When, at the beginning of the sixteenth century, the Portuguese and other European colonists established themselves in Africa and began exporting thousands of black slaves to the Americas, an entirely new genre, "creole" music, was born. Portuguese-influenced music from Cape Verde, Mozambique and Angola, and then Afro-Cuban, Afro-Brazilian, Caribbean and AfroAmerican music developed. Instruments of African origin such as bongos, congas, timbals, claves (rhythmsticks) and maracas, began to be used, notably in Cuba, and new musical forms such as son, son montuno, bolero, guaracha and rumba gradually emerged.
From tango to rock
In the 1920s, jazz, which had emerged as a hybrid of Afro-American and European music and had become associated with Art Nouveau and Modernism, blew a wind of freedom over America and Europe. It imposed its black aesthetic on white culture and became one of the most important forms of popular music of the twentieth century. It influenced and inspired composers such as Gershwin and Debussy, and painters such as Matisse and Mondrian. In the same way, the tango, a blend of Bantu rhythms and Argentine expressionism, then the rumba in the 1930s, mambo in the 1940s, cha-cha-cha and rock n' roll in the 1950s, all Afro-American creations, gained world-wide popularity.
Black music is still the common denominator (though not the only one) of most popular music today. Funk, disco, soul, rap, rock, reggae, samba, bossa nova, soca, Afro-beat, juju, highlife and zouk all have African roots to some extent. In France, Georges Moustaki, Claude Nougaro and Bernard Lavilliers are enthusiastically exploring Afro-Brazilian rhythms, and Nana Mouskouri is branching out into gospel singing. In the United States, Paul Simon has made a recent album with Cameroonian and Brazilian musicians, and in japan Ryuiji Sakamoto has called on the Senegalese singer Youssou N'Dour to bring a little warmth to his rather precise instrumentation.
After the Second World War, the LP record and television contributed to the spread of pop music, which American musicologist Peter Manuel has described as the most significant event in twentieth-century music: "Socio-economic and technological development brought a bewildering array of new styles, instruments and expressions into being, and pop music reached a much larger audience than any other art form ever has."
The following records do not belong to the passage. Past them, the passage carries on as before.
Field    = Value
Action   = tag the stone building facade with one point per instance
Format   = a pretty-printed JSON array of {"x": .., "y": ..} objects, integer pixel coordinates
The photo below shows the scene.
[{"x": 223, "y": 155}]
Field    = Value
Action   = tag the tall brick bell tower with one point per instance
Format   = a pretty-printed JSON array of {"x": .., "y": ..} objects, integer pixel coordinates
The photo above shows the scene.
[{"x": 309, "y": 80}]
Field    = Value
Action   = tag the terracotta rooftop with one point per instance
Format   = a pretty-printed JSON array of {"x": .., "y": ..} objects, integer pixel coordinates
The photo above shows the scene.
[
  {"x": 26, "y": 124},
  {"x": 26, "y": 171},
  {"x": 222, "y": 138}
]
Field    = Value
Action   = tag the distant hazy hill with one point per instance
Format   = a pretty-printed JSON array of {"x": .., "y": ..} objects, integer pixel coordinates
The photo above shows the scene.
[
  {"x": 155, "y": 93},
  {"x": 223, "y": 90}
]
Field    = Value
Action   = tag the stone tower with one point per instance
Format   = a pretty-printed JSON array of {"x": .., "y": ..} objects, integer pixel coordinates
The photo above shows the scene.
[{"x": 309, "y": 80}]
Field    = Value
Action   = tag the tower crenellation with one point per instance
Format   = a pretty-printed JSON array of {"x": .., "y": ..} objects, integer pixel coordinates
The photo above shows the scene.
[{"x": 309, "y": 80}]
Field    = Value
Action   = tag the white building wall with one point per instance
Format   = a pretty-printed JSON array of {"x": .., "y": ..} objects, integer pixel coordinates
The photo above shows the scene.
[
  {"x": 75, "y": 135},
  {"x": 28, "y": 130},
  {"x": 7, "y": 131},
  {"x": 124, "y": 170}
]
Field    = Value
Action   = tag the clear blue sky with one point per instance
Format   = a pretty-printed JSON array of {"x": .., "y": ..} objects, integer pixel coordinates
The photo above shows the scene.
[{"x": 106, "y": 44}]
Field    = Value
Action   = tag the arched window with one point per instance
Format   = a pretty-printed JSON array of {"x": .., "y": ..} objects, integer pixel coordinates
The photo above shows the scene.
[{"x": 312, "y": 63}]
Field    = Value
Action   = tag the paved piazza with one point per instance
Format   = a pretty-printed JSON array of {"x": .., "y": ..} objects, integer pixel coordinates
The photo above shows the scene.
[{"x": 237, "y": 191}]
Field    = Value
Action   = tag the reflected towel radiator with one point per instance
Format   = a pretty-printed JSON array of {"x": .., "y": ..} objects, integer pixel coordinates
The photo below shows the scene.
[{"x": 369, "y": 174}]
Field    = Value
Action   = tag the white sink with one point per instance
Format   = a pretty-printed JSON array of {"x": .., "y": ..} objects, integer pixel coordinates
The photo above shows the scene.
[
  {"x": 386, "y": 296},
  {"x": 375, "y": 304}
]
Rock music, created by Afro-American musicians like Chuck Berry and Bo Diddley and taken up by Elvis Presley and other white singers, became a symbol of revolt and protest for youth the world over. It disrupted the American conformism of the 1950s, inspiring a new style of dressing-jeans, T-shirt and leather jacket-and revolutionizing standards of behaviour.
New forms of musical syncretism appeared in the 1960s with the hippy-era craze for Asian, and particularly Indian, music. Miles Davis and John Coltrane introduced the use of Eastern-inspired modes in jazz, and the Beatles brought the Indian sitar to pop music. But this infatuation with exoticism made little impact on highly structured musical forms which already possessed a strong identity, just as attempts to mix jazz and classical music have always failed.